Ms. Birgit Siber: As a student, I was very interested in ongoing research about bringing plants and plant processes into our built systems – both for cleansing grey and black water (i.e. John Todd Living Machines) and removing toxins from the air – to challenge some of our mechanized systems in favour of natural systems. The Canada Life Room in Toronto was the original Guelph University test site for living wall biofilters to cleanse air. The rest was luck; I was the project architect on the University of Guelph-Humber campus academic building in suburban Toronto. We were looking for a way to feature Guelph University’s research in the design. We approached the Guelph University research team. Their seven-year research had just culminated in a Report on Biofiltration in 2000, so the timing was good to address any health and issues about the biofilter’s effectiveness. We pitched the idea to the steering team in stages and miraculously they did not say no. In fact, the living wall seemed to resonate with even the most skeptical, budget conscious members on the team.
ArchDaily: How long was the design process for the living walls? Did you go through a lot of prototypes?
Ms. Birgit Siber: The design coincided with our building design and construction process. We designed the wall from first principles using a team approach involving our structural, mechanical, electrical engineers and eventually the general contractors. We worked together with Guelph U.’s Dr Alan Darlington, who invented the biofilter and went on to form NEDLAW Living Walls, as he was independently going through many prototypes in search for a growth medium that would not sag in a vertical 4 storey application, would hold plants, allow water to percolate down through the plant roots (vertical hydroponics) and air to flow through from the atrium into the plenum behind the wall to the penthouse. We did not have wholesale confirmation that the wall would proceed so I set up a schedule with milestones and our team focused on resolving critical path items in time for approval and implementation. We attained approvals on a sequential basis. Only when the steering team approved the purchase of two biofilter return air fans and silencers to be hoisted into the mechanical penthouse, were we sure that the Guelph-Humber biofilter wall would go ahead. There was enthusiasm and good will on the part of all the players that helped pave the way to realizing the biofilter living wall.

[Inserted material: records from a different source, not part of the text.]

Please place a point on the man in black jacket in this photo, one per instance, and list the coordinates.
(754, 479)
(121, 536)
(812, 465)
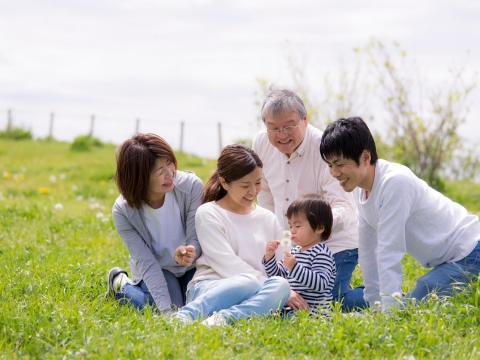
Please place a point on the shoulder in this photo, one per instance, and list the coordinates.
(394, 174)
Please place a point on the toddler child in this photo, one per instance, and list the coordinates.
(309, 267)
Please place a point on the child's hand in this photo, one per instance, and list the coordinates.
(184, 255)
(272, 245)
(289, 261)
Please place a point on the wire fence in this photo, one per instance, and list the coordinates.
(205, 139)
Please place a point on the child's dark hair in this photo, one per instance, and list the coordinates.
(317, 211)
(235, 162)
(349, 138)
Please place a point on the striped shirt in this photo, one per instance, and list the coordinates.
(312, 277)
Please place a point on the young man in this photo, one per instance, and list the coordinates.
(292, 167)
(398, 214)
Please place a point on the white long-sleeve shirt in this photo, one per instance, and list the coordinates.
(287, 178)
(404, 215)
(233, 243)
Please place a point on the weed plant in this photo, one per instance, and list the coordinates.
(57, 243)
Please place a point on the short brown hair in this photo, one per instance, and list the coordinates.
(136, 159)
(317, 211)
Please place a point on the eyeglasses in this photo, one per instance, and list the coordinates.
(287, 130)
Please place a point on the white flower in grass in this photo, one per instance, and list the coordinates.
(397, 295)
(286, 241)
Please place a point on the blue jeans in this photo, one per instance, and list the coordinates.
(238, 297)
(345, 261)
(447, 278)
(139, 296)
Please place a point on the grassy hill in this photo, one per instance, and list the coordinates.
(57, 243)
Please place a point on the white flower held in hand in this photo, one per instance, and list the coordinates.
(286, 242)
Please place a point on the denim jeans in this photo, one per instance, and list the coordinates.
(139, 296)
(238, 297)
(345, 262)
(447, 278)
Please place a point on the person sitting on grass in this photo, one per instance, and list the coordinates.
(155, 217)
(309, 266)
(400, 214)
(230, 282)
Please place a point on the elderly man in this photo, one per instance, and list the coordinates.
(290, 152)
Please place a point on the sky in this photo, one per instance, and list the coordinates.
(196, 62)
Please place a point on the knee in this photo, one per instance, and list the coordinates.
(281, 285)
(248, 282)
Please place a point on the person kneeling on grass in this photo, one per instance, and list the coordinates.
(309, 266)
(155, 217)
(230, 282)
(399, 213)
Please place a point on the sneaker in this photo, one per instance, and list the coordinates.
(111, 277)
(214, 320)
(177, 319)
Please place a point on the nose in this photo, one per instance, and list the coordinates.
(334, 172)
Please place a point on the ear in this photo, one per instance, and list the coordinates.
(320, 230)
(223, 183)
(365, 157)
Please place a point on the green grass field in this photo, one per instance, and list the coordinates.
(57, 243)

ArchDaily: You now have the data to support the living wall’s effect on air quality; did you have any idea how well it would do during the development phase?

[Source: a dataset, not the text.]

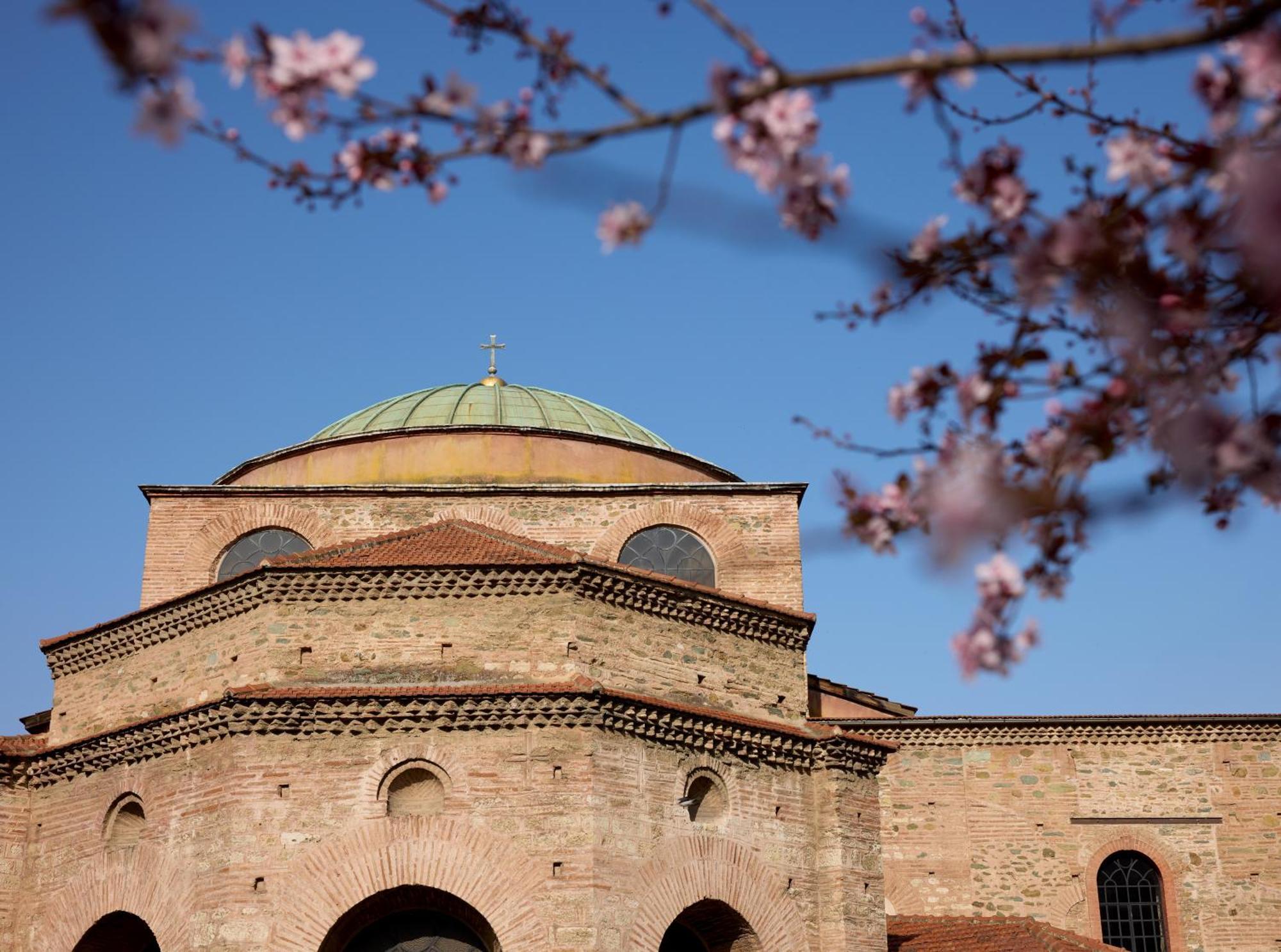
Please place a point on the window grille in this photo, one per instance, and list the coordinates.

Ms. Birgit Siber: We knew from the Canada Life Room Study on biofiltration released in the year 2000 that the living wall would have a measurable effect and no adverse health effect. The Guelph Humber installation and others have contributed to a body of research that demonstrate that the rate of air moving through the system can be far greater than first anticipated by the Guelph University research team while still maintaining the same efficiency of removal of toxins. There are also now statistics on the contribution to odor, dust and spore reduction.
ArchDaily: If an architect were using a living wall system, they would want to integrate it early in the design process, but is there potential for living walls to be retrofitted into older buildings?
Ms. Birgit Siber: There are examples of older buildings with living walls such as the Toronto Region Conservation Authority and the Direct Energy Centre, also in Toronto. The former has tied the living wall into the mechanical system, the latter is a stand alone system which recirculates the polished air to the immediate area with fan power. The final solution to integrating a living wall into an existing building depends on site specific opportunity.
ArchDaily: What types of plant materials do you have to use in a living wall system to achieve growth on a vertical surface?
Ms. Birgit Siber: Tropical plants tend to fare best. Some plants used on the living wall are: Hedera algeriensis (ivy), Ficus benjamina (the weeping fig), Schefflera arboricola (dwarf umbrella tree), Philodendron bipinnatifidum (lacy tree philodendron), Ficus elastica (rubber fig) and Dracaena (succulents).
ArchDaily: Is there opportunity to integrate grey-water systems or rainwater collection into the hydroponic system of your living walls?
Ms. Birgit Siber: Absolutely. We did this for The Royal Botanical Gardens in Burlington, Ontario, which uses collected rainwater to provide the water to the living wall. Whether this is done is dependent on the jurisdiction and their receptivity to rainwater or grey-water reuse.
ArchDaily: Explain what feels like to be near a living wall.
Ms. Birgit Siber: I feel a light cool breeze coming off the living wall and the scent of plant life. It feels as though nature has been invited in on a grand scale…and I believe that affects us on many levels.